Originally posted by 35mmfilmfan lthough there are centimetre marks along the LH rail, there is no indication of function or use !
Those marks should tell you the distance from the rear mount (the camera) to the front mount (the lens). If so, you can use them to quickly set front standard to a particular mark to get an approximate magnification. A 50 mm (5 cm) lens needs 5 cm of extension for every unit of magnification. Thus, 3X needs 15 cm of extension. Similarly, a 28mm (2.8 cm) lens needs 2.8 cm of extension for every unit of magnification. If you know the focal length and desired magnification, a wee bit of math beats trial & error on getting what you want.

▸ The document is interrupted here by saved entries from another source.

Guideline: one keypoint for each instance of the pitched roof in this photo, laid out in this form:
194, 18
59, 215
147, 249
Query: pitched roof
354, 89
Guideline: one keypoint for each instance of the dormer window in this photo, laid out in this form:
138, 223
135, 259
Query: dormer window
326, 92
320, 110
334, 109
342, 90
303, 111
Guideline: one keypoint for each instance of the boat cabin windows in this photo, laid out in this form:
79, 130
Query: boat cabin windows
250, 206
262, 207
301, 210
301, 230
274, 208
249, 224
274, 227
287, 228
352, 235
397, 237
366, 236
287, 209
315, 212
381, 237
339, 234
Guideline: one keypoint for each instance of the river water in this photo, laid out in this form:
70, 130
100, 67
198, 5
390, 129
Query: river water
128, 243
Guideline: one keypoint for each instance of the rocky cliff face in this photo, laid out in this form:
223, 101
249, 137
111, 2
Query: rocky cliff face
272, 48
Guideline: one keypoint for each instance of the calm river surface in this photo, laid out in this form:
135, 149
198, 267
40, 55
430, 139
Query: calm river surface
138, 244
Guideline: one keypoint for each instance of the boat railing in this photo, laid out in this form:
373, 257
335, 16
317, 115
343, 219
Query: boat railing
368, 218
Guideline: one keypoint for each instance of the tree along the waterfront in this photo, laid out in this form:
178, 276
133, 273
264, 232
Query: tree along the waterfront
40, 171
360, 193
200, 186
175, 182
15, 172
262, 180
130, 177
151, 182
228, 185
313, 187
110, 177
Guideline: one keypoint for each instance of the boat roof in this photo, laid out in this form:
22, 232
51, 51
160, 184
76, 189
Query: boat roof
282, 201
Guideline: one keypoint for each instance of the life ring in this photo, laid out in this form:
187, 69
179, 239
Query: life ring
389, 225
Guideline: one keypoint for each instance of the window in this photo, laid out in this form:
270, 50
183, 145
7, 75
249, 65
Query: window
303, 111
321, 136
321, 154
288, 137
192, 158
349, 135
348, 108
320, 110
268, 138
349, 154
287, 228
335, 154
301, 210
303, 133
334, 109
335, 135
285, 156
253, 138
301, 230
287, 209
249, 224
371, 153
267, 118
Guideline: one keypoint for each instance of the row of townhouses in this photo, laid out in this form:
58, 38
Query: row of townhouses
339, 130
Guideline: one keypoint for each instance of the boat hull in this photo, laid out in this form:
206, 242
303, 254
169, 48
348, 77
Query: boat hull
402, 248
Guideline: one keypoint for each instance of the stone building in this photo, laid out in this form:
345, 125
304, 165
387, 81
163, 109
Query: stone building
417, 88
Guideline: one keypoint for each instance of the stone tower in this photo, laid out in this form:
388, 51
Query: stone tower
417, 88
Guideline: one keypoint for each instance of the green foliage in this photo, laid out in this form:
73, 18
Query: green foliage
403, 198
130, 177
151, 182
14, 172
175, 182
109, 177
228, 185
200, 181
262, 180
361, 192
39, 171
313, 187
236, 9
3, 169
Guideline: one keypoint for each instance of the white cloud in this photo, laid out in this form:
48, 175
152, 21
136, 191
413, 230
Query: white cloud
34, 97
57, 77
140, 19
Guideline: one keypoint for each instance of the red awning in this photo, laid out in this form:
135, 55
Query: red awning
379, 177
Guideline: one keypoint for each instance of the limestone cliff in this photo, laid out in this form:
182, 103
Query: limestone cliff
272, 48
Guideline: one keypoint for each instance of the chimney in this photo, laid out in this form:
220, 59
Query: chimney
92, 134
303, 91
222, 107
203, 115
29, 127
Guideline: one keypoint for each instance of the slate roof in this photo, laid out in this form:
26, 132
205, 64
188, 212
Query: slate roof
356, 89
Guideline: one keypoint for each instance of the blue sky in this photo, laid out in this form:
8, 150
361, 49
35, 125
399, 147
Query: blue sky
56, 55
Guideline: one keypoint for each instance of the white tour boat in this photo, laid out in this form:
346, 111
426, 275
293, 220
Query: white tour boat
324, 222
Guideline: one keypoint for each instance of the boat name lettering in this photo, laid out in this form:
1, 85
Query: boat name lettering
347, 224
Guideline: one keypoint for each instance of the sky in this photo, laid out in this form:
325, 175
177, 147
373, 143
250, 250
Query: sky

Originally posted by 35mmfilmfan Am I right in assuming the lens should be focussed at infinity, or can I use the lens helicoid focus for fine adjustment ?.

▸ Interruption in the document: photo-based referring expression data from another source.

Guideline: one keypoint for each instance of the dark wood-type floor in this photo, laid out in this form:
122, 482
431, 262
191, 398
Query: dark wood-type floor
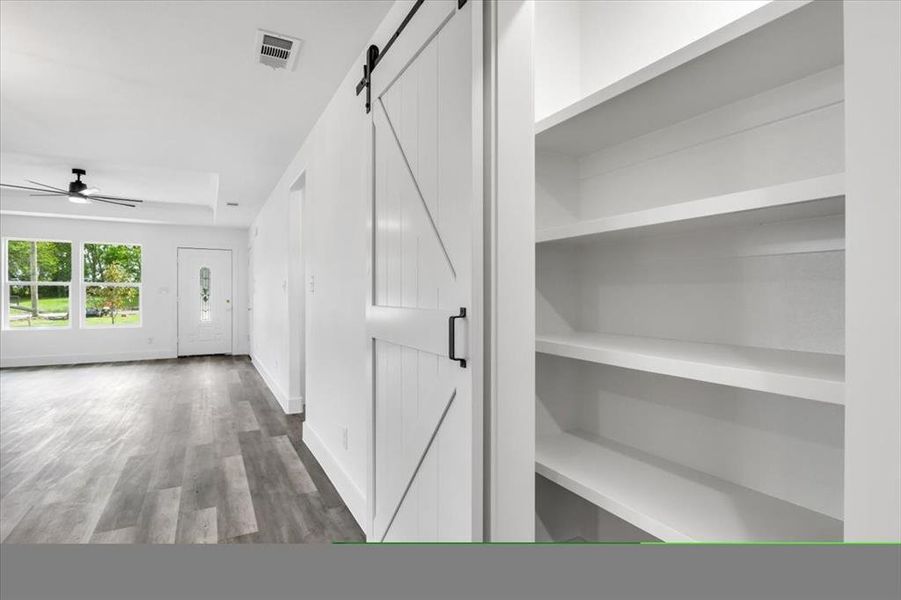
174, 451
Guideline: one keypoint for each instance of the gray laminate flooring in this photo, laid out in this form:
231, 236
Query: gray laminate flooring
191, 450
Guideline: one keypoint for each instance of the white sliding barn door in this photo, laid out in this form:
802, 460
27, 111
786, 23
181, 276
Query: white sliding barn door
425, 484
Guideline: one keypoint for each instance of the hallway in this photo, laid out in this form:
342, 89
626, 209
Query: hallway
192, 450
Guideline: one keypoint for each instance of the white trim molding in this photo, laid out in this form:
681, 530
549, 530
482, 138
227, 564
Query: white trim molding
78, 359
352, 495
289, 404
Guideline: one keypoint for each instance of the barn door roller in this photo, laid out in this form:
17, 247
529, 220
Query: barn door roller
373, 55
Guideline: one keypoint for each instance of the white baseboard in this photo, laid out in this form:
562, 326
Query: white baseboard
295, 405
78, 359
288, 404
353, 497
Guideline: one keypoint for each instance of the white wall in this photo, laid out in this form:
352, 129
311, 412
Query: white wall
585, 45
335, 160
158, 336
873, 367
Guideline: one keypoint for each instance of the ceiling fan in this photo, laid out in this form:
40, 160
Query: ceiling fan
78, 192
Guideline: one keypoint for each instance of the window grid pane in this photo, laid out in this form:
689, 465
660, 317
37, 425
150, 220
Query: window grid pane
38, 306
112, 305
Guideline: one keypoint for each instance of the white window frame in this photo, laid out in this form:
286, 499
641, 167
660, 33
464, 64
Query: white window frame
8, 283
83, 321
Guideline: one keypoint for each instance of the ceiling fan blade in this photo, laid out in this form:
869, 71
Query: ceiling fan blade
31, 189
47, 186
117, 198
95, 198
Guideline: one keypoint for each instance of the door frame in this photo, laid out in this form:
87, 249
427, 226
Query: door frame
476, 351
234, 290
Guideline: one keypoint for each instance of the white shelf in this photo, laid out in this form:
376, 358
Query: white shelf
800, 374
817, 197
672, 502
771, 46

Yes, you can use the lens helicoid focus for fine adjustment. You might find that adjustment more useful if you turn the focus to the middle of the range (not infinity) so you have some adjustment in both direction.
Originally posted by 35mmfilmfan I do realise that more modern, hi-tech bellows are available, but these had one great advantage - they were free !.
That's even a bargain at twice the price!
Originally posted by 35mmfilmfan what prime focal length(s) would be recommended for macro work, please?
Shorter focal lengths get much higher magnification for a given about of extension but much tighter working distances. In some cases, at high magnification with a wide-angle lens, the point of focus might be touching the front element or perhaps even inside the lens.
Longer focal lengths don't provide as much magnification but do give better working distances which enables more even lighting.
Note: the rule of thumb about wide angle lenses having deeper depth-of-field does not work in macro.